Bild einer alten Digitaluhr
Bild: claudiodivizia/istock

Als die Band Tocotronic 1995 ihr Debütalbum „Digital ist besser“ veröffentlichte, waren Digitaluhren sehr, sehr uncool. Es war die große Zeit der Marke Swatch, und Uhren hatten vor allem eines zu sein: bunt. Sänger Dirk von Lowtzow trug trotzdem weiter digital und wirkte damit wie aus der Zeit gefallen. „In einer Gesellschaft, in der man bunte Uhren trägt, bin ich nur im Weg“, sang er, und das klang trotzig und rotzig und ganz wunderbar anti. Der Beginn einer großen deutschen Band.

Seit ein paar Jahren ist die Digitaluhr aus den Achtzigern wieder en vogue. Ein Hipster- Accessoire – vielleicht gerade weil das aus heutiger Sicht Digitalste an ihr der Name ist. In einer Gesellschaft, in der man smarte Uhren trägt, ist sie purer Anachronismus. Eine Uhr kann doch heute so viel mehr! Die kürzlich mit großem Tamtam vorgestellte vierte Generation der Apple Watch etwa „inspiriert dich zu einem gesünderen Leben“, „überwacht deine Herz frequenz“, „motiviert dich wie ein Personal Trainer“ und „hilft dir, alles besser zu managen“. So steht es auf der Website.

„Für dein besseres Ich“ lautet sinnvollerweise der Slogan, mit dem diese Uhr beworben wird, und treffender könnte man die Verheißung, die aus dem Silicon Valley in die Welt schallt, nicht kondensieren: Wenn du dich auf uns einlässt, helfen wir dir, zur besten Version deiner selbst zu werden. Kauf unsere Geräte und gib uns deine Daten – dann wird dich unsere Technik schlanker, fitter und schlauer machen, gesünder, sparsamer und effizienter. Sie nimmt dir das Lästige ab und lässt dich das Schöne noch mehr genießen. Du wirst besser organisiert sein, bewusster atmen und gesünder schlafen.
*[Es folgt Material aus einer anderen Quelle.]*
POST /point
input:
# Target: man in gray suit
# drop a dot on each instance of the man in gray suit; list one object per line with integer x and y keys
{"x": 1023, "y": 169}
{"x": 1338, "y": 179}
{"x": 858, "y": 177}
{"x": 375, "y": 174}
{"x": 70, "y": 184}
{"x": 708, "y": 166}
Digital ist besser – zwar meinten Tocotronic etwas völlig anderes, doch der Lockruf zieht mehr denn je. Wir haben uns daran gewöhnt, dass die Geräte genauer über uns Bescheid wissen als wir selbst. Ständig setzen wir Datenpunkte, die sich auf Serverfarmen sammeln und dort entwaffnend schlüssige digitale Abbilder unserer vermeintlich analogen Leben zeichnen. Das rechnet sich. Allein Amazon und Apple sind heute mehr wert als alle Dax-30-Unternehmen zusammen.

Kein Wunder, dass vor allem die großen HR-Abteilungen eifrig daran arbeiten, diesen technischen Fortschritt für die Personalarbeit nutzbar zu machen. People Analytics, Robotik und künstliche Intelligenz sind die aktuellen Buzzwords auf HR-Fachkonferenzen. Manch technikaffiner HRler sieht sich schon in Gedanken mit dem Tablet in der Hand, dem CEO lässig am HR-Dashboard mit einigen Wischbewegungen die Talent-Pipeline für die nächsten Jahre aufzeigend. Dass sich die Personalarbeit mithilfe von Daten so optimieren ließe wie das eigene Selbst – schlanker, intelligenter, effizienter –, das klingt genial. Doch um Daten in HR zu nutzen, muss man zunächst lernen, sie strukturiert zu sammeln, aufzubereiten und zu analysieren. Einmal ganz abgesehen von den datenschutzrechtlichen Verwicklungen. Das braucht, wie die Beispiele Merck und Swarovski in diesem Heft zeigen, jede Menge Zeit, Hirnschmalz und Frustrationstoleranz.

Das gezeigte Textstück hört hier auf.